Together with the team, we educated children or youngsters who visited the woodland through lectures and information about the flora and fauna within the woodland and environmental knowledge in general such as pollution and climate change. In practice, me and my colleagues were involved in the organising of COP – 21 climate change quiz and treasure hunt - which was then showcased at the National Gallery.
We also helped improve the garden, planted some vegetables close to the office so there would be food for the people who work at the nature reserve. I, personally started to make household cleaning liquid and essential oils by using fruit peels such as orange peels. At the same time, recycle and reuse the bottles at our trash place by making the liquid in the bottles. To promote the idea of sustainability; which can be very simple and waste can be a part of the product life cycle.

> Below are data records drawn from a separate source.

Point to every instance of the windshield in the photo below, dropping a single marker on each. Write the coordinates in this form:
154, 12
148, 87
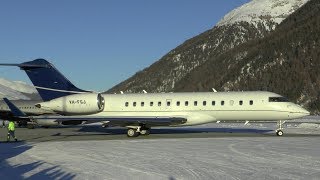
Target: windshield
278, 99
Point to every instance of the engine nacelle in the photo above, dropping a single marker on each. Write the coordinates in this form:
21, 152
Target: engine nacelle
47, 122
76, 104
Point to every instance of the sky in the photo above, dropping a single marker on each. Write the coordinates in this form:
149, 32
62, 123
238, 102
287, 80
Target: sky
99, 43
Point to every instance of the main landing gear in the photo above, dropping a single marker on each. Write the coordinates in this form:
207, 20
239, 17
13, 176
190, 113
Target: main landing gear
135, 131
279, 130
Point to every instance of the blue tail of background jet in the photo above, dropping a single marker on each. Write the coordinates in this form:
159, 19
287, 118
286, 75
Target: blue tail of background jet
48, 81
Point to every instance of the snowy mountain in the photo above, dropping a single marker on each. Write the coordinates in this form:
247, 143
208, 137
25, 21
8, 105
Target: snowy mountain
262, 11
16, 90
252, 21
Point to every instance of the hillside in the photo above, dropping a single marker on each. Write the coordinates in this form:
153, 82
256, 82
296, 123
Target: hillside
234, 29
287, 61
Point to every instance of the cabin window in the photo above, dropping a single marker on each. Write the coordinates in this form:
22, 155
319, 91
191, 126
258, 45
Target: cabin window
278, 99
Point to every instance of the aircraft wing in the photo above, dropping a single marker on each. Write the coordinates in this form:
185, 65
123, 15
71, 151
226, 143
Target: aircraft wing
119, 120
15, 110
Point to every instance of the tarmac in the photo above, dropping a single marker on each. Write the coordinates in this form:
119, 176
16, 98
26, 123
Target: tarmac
96, 132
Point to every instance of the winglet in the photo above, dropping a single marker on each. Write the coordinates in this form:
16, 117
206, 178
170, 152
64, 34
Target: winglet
14, 109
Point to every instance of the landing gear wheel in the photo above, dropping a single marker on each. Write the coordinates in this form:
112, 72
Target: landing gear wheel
145, 132
279, 133
132, 133
30, 126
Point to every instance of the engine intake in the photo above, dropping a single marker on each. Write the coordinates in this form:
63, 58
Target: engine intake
76, 104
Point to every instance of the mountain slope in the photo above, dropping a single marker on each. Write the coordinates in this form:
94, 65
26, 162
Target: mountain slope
231, 32
286, 61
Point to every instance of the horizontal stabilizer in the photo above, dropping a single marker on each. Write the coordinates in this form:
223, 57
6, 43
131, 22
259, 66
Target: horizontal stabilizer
26, 66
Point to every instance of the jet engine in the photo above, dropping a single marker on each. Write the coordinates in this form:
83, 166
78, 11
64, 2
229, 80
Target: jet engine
76, 104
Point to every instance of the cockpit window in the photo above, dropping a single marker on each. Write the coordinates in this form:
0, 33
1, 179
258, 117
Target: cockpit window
278, 99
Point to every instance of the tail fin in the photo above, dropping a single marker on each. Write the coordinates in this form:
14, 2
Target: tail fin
49, 82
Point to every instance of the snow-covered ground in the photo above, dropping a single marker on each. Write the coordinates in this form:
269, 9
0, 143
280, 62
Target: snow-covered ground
261, 157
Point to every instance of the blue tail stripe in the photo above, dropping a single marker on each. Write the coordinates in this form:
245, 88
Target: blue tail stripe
47, 79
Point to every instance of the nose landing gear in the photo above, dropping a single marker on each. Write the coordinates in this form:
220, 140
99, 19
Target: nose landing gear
279, 130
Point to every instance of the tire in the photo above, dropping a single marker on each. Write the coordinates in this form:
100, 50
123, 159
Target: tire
132, 133
30, 126
279, 133
145, 132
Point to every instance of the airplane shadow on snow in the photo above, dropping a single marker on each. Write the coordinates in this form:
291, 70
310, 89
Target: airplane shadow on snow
19, 170
118, 131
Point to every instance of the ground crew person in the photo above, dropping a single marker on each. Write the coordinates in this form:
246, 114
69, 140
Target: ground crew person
11, 129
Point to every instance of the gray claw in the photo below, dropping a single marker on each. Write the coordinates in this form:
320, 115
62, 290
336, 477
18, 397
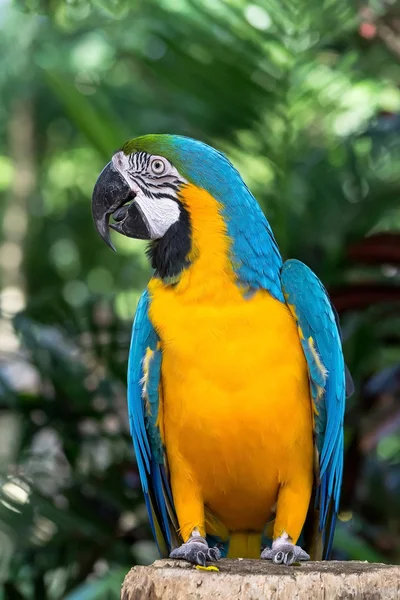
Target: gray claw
285, 554
196, 551
213, 554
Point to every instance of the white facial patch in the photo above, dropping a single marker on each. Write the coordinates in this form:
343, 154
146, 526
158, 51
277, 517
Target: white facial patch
159, 213
158, 201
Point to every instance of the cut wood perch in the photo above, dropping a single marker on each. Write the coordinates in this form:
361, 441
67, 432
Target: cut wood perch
256, 579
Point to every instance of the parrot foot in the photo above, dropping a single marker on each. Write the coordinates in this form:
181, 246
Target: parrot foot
283, 552
196, 551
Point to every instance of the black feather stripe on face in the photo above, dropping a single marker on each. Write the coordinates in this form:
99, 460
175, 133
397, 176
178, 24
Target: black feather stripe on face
169, 255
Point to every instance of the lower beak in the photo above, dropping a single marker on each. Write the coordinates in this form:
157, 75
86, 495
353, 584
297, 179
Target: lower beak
110, 192
110, 195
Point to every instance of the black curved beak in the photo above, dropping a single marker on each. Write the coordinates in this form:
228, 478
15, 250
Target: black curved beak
110, 196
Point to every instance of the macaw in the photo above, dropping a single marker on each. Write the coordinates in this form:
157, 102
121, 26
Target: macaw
236, 376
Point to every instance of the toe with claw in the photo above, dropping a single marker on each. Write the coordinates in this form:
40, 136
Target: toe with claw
196, 551
283, 552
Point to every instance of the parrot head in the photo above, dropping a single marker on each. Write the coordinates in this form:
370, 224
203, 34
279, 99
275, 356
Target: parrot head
147, 191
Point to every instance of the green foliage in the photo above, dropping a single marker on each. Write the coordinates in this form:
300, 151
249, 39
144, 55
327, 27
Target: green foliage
307, 106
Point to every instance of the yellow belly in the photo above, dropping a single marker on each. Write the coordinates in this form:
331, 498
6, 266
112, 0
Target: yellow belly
236, 407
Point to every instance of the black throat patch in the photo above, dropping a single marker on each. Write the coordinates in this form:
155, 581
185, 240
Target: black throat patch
169, 255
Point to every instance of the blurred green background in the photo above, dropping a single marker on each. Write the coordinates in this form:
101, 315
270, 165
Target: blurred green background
304, 97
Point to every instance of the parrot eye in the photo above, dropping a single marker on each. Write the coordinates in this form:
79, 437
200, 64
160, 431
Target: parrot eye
158, 166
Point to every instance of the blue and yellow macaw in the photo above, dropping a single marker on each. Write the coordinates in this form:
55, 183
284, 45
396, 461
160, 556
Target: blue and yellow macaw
236, 377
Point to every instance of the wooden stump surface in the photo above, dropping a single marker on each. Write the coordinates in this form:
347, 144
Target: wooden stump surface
256, 579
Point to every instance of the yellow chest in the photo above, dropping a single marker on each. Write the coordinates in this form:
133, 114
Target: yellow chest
236, 399
236, 406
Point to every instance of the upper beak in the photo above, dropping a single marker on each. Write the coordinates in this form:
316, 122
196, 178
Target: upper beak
110, 192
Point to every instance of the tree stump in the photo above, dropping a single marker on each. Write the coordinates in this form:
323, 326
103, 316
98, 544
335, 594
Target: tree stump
255, 579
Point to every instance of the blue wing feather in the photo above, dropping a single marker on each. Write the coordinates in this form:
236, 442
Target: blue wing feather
143, 406
309, 302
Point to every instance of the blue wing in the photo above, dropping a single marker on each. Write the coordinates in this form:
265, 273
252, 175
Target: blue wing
320, 337
144, 404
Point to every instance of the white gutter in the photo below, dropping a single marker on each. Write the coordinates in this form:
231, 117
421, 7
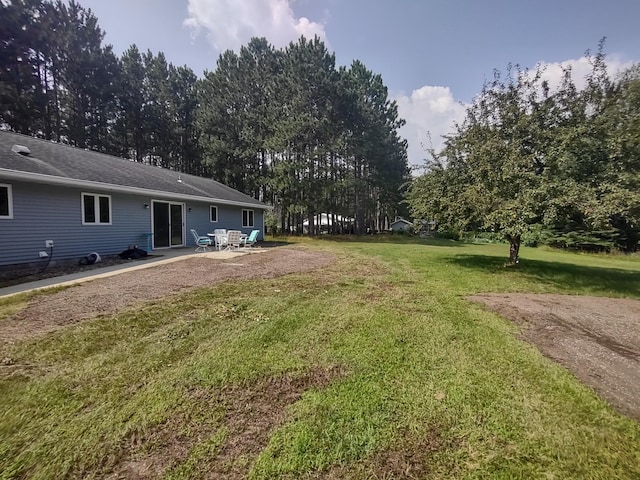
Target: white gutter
70, 182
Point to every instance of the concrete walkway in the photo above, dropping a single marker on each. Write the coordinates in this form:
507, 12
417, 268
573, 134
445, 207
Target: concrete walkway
167, 256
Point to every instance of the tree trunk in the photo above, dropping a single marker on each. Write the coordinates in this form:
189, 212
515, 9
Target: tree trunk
514, 248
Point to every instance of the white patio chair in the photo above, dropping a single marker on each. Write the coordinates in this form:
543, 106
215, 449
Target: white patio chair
251, 239
233, 239
220, 238
202, 243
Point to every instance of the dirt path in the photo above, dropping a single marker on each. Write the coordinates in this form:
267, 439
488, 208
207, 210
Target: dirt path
598, 339
105, 296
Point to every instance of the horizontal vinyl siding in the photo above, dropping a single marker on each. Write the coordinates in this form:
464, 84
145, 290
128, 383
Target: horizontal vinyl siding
229, 217
43, 212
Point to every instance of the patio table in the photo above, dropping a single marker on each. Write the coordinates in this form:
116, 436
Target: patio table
218, 239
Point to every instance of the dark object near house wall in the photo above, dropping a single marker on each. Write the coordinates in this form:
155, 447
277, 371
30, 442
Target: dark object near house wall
133, 254
90, 259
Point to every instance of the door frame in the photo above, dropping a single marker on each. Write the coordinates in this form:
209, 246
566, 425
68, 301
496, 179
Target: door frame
182, 206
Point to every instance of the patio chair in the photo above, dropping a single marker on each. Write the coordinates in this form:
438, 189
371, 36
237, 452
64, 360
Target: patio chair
251, 239
233, 239
202, 243
220, 238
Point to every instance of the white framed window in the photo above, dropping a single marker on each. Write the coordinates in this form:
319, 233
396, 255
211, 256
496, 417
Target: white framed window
6, 201
96, 209
247, 218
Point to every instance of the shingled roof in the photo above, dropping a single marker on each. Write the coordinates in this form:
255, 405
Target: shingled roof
48, 162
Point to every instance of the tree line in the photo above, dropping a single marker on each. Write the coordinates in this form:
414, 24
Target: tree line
537, 164
286, 125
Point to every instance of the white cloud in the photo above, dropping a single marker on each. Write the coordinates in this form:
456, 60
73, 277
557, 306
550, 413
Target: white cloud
430, 113
229, 24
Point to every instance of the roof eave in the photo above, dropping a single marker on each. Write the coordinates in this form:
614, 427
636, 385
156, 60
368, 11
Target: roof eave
71, 182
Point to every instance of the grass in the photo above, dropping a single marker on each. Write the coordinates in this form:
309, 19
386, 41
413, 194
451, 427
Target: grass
421, 382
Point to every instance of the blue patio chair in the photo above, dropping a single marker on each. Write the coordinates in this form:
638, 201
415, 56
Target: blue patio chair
251, 239
202, 243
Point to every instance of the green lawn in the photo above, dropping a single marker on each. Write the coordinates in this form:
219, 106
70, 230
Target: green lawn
374, 367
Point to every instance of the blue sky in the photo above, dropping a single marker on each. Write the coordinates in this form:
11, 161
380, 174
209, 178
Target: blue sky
433, 55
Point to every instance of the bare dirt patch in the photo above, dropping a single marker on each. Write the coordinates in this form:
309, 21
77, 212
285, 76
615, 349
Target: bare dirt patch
251, 413
106, 296
597, 339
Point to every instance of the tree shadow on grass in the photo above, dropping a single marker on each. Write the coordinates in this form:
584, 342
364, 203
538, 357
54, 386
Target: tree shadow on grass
562, 276
391, 238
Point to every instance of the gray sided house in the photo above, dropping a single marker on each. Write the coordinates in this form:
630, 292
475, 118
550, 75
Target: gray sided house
83, 202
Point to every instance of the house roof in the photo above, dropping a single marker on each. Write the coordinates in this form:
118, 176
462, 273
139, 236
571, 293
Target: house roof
55, 163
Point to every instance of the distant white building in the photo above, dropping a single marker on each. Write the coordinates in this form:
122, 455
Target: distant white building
325, 221
401, 225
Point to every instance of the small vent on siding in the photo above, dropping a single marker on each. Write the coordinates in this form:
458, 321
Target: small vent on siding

I loved the “open” woodland the most, it was always a pleasure to stroll around, walk close to the animals and observe the nature where you can learn something you didn’t expect to learn. A funny moment is when after arriving to volunteer in Zimbabwe, I wanted to live (camp) in the open woodland and live with the animals, which shocked and surprised everyone! I enjoyed a lot working at Mukuvisi, the colleagues are my source of happiness and they were very supportive and lovely!
Zimbabwe needs a variety of skills and expertise from all over the world including and in particular its own country to boost its progress. One way is to let foreign nationals volunteer in the country to help build capacity, and experience its current societal influences, cultural uniqueness and the authentic Zimbabwean people. Let one person spread the news to other people, which makes it true and effective. Zimbabwe need us, and we need Zimbabwe!
About the author: Gavin is a recent graduate from University of York in England. He graduated with a bachelor’s in Environment, Economics and Ecology. Gavin spent three months in Zimbabwe volunteering at Mukuvisi Woodlands and then spent a month travelling in Zimbabwe and neighbouring countries like South Africa and Namibia.